MdB Marlene Schönberger - Foto: Elias Keilhauer
Berlin/Niederbayern - pm (10.06.2026) Die Bundestagsabgeordnete Marlene Schönberger (BÜNDNIS 90/DIE GRÜNEN) warnt die Bundesregierung eindringlich vor einem Kurs, der soziale Sicherungssysteme durch Kürzungen schwächt, anstatt Deutschland durch Investitionen und echte Strukturreformen zukunftsfähig aufzustellen. Dass die Bundesregierung diese Woche den Dialog mit den Sozialpartnern suche, begrüßt Schönberger, betont jedoch, dass dieser Dialog viel zu spät komme:
"Wer ein Land reformieren will, muss mit denjenigen sprechen, die von Änderungen betroffen wären", so die Abgeordnete.
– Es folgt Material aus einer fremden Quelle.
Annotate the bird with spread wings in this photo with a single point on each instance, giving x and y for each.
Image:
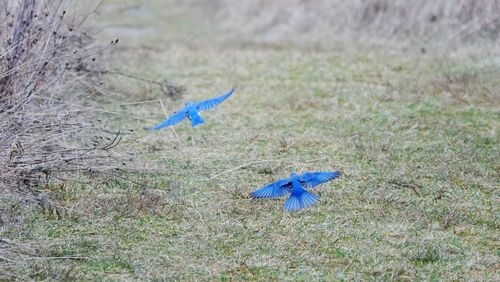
(297, 186)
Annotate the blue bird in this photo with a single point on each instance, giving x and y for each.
(296, 186)
(191, 110)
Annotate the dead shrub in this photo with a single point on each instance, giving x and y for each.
(48, 126)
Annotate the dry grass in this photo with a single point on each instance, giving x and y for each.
(420, 25)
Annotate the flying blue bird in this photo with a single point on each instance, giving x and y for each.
(296, 186)
(191, 110)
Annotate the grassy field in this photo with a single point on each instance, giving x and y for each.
(414, 135)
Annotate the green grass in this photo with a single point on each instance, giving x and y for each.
(418, 198)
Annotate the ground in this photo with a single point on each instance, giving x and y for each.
(414, 135)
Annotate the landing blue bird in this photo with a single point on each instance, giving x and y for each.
(191, 110)
(296, 185)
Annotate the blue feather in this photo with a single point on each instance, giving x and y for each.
(194, 117)
(274, 190)
(300, 198)
(173, 119)
(210, 103)
(313, 179)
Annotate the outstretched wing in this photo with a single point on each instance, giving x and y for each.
(274, 190)
(210, 103)
(173, 119)
(313, 179)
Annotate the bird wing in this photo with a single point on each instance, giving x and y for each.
(273, 190)
(210, 103)
(173, 119)
(313, 179)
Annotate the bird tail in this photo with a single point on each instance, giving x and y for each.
(196, 119)
(300, 199)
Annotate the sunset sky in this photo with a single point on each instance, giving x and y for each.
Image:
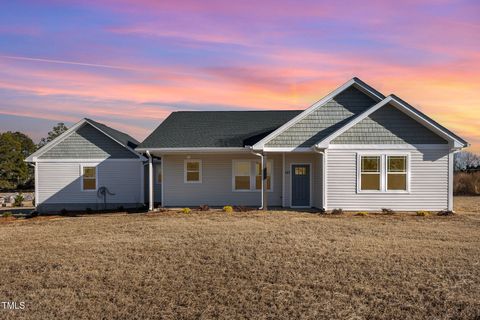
(130, 63)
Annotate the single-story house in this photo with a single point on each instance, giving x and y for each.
(354, 149)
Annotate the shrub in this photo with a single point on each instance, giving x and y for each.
(241, 209)
(387, 211)
(337, 211)
(445, 213)
(228, 209)
(362, 214)
(422, 213)
(18, 200)
(466, 183)
(204, 207)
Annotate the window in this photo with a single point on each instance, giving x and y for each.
(383, 173)
(241, 171)
(370, 173)
(397, 173)
(247, 175)
(158, 173)
(89, 178)
(193, 171)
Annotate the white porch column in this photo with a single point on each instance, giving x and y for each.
(150, 181)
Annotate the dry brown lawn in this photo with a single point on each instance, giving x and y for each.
(277, 265)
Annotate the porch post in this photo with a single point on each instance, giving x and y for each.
(264, 182)
(150, 181)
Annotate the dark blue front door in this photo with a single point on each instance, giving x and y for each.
(300, 185)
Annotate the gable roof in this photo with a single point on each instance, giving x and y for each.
(356, 82)
(405, 107)
(215, 129)
(119, 137)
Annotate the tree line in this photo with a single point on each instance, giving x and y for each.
(15, 173)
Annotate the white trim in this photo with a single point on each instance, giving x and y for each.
(162, 189)
(310, 182)
(85, 160)
(451, 161)
(253, 176)
(387, 146)
(89, 165)
(358, 84)
(192, 150)
(297, 149)
(383, 172)
(324, 143)
(283, 179)
(125, 146)
(200, 169)
(37, 200)
(34, 156)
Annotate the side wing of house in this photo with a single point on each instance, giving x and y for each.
(72, 171)
(389, 160)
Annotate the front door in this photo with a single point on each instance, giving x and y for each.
(300, 185)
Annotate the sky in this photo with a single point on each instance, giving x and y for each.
(129, 64)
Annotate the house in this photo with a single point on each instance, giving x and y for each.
(89, 166)
(354, 149)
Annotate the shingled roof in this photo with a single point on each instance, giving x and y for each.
(216, 129)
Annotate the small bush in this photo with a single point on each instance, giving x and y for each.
(387, 211)
(228, 209)
(18, 200)
(423, 213)
(204, 207)
(445, 213)
(241, 209)
(337, 211)
(362, 214)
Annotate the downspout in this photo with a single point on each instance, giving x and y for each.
(150, 181)
(324, 184)
(262, 164)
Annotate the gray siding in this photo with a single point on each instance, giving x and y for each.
(388, 125)
(428, 181)
(59, 184)
(216, 186)
(323, 121)
(88, 143)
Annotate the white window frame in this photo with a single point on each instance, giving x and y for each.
(200, 170)
(253, 175)
(383, 171)
(89, 165)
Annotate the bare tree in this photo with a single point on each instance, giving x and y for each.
(465, 160)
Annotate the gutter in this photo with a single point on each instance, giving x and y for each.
(262, 207)
(324, 176)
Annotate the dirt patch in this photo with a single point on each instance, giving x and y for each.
(279, 265)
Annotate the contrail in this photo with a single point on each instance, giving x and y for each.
(67, 62)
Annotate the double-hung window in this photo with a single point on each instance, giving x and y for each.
(193, 171)
(89, 178)
(247, 175)
(383, 173)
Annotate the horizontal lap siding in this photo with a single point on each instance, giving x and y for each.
(216, 186)
(61, 182)
(428, 182)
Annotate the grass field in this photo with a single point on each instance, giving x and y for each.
(276, 265)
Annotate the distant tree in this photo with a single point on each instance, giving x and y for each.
(465, 160)
(14, 148)
(56, 131)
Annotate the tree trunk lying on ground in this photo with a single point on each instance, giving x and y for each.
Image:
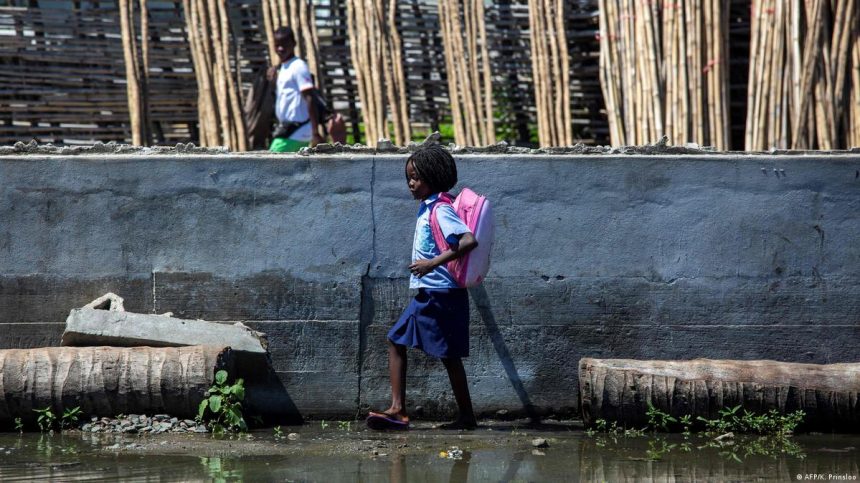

Die Union verwechsle ein "Sammelsurium aus Kürzungen und Belastungen" mit echten Reformen. Solche Maßnahmen würden das Land sozial kälter machen und jegliche gesellschaftliche Akzeptanz verspielen.
Besonders besorgniserregend seien die diskutierten Sparmaßnahmen in zentralen sozialen Bereichen. Die mögliche Kürzung von Rentenpunkten für pflegende Angehörige treibe insbesondere Frauen in die Altersarmut: "Wie kann so eine Reform diskutiert werden, wenn gleichzeitig ein Bundeskanzler sagt, er könne sich nicht vorstellen, dass Abgeordnete in die gesetzliche Rente einzahlen? Das ist skandalös", so Schönberger.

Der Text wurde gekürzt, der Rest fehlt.